Interaction between kpRstA DBD and DNA-16a. The normalized chemical shift perturbations (CSP) of kpRstA DBD induced by binding to DNA are shown in (A). Residues with CSP above the upper (red) and lower (orange) lines are mapped to the DBD structure in (B).

Figure 6.

Conformational changes of kpRstA DBD upon binding to the RstA box DNA. (A) Superposition of the DNA-free (yellow) and DNA-bound (green) structures of the DBD. The apex of the α3–β4 loop swings down towards the α3 helix (shown in arrow). (B) Superposition of the same structures as (A) by superimposing the N-terminal region (res. 135–190). (C) Superposition of the same structures as (A) by superimposing the C-terminal region (res. 191–235).

Figure 7.

Dynamics of kpRstA DBD as probed by NMR. (A) Sequence variations of the ¹H-, ¹⁵N-R₁ (top), ¹⁵N-R₂ (middle) and ¹⁵N NOE (bottom) of kpRstA DBD (filled circles) and kpRstA DBD/DNA-16a complex (open circles). (B) Sequence variations of the reduced spectral density functions J(0) (top), J(N) (middle) and J(0.87H) (bottom) deduced from the dynamic data shown in (A).

Figure 8.

Proposed structure-based model for binding of kpRstA to the RstA box DNA. (i) phosphorylation of the RD results in formation of kpRstA dimers with an intermediate RD–RD interface conformation (state I).
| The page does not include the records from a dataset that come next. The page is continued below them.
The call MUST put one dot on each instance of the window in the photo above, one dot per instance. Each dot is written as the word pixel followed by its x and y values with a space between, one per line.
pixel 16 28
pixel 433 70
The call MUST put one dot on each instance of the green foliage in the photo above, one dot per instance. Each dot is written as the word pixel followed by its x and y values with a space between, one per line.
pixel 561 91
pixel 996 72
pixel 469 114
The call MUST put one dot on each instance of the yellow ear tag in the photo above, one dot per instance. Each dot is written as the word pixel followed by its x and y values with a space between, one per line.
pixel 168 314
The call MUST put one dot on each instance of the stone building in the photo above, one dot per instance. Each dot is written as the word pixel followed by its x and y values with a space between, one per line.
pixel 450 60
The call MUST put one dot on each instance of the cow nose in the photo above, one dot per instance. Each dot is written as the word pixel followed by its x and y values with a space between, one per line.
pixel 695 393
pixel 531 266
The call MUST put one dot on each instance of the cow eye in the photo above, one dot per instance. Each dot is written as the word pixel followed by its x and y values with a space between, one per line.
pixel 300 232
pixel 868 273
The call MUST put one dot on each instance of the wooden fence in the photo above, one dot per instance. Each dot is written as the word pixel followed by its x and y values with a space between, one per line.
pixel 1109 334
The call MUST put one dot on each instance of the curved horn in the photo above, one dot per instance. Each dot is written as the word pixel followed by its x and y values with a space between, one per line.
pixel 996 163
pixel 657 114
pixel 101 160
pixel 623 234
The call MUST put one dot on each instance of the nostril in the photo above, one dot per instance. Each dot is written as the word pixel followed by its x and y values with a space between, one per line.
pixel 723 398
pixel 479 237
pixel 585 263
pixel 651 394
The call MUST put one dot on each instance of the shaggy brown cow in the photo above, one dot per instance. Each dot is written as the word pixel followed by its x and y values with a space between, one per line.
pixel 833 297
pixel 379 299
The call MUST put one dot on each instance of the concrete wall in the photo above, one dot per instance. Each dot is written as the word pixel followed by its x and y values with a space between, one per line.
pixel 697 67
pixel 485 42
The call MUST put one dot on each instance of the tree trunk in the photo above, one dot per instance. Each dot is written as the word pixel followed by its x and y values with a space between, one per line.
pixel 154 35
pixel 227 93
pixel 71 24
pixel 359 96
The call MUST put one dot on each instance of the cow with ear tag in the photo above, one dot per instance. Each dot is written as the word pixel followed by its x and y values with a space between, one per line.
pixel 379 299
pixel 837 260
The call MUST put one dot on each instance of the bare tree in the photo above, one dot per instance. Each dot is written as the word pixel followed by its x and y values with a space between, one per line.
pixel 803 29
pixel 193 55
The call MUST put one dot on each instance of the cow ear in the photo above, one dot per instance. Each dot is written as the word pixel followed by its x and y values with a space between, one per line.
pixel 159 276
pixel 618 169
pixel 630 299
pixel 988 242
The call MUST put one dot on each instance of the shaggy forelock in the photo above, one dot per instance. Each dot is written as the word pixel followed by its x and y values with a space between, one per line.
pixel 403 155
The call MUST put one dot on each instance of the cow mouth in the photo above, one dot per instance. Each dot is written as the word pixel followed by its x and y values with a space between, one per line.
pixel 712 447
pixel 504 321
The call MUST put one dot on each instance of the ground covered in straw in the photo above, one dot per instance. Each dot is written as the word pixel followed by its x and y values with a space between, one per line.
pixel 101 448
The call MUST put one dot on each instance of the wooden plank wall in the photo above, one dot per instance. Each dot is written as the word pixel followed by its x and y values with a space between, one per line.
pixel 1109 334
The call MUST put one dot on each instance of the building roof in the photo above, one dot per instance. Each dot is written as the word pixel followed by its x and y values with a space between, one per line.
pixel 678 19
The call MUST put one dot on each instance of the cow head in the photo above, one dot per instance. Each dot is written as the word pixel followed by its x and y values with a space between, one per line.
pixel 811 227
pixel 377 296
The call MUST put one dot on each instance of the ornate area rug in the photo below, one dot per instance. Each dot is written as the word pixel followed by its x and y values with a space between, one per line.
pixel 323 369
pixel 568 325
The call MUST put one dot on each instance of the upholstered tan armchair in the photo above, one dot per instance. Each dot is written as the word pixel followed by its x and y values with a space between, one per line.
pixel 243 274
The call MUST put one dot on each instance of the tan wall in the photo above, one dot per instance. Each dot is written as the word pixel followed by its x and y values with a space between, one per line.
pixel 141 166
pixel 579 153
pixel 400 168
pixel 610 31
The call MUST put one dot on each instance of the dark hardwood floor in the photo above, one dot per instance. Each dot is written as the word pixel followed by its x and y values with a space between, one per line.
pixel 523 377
Due to the presence of two DBDs close in space, the DNA-binding affinity is increased compared to the unphosphorylated form. (ii) Binding of the first DBD to the upstream half-site of the RstA box causes conformational changes in the first DBD, ‘priming’ it for interaction with the second DBD. (iii) The second DBD binds to the downstream half-site and ‘locks’ the complex through DBD–DBD and RD–RD interactions. At the same time, the RD–RD dimer assumes its final conformation (state F), providing the entropic energy required for the second binding event.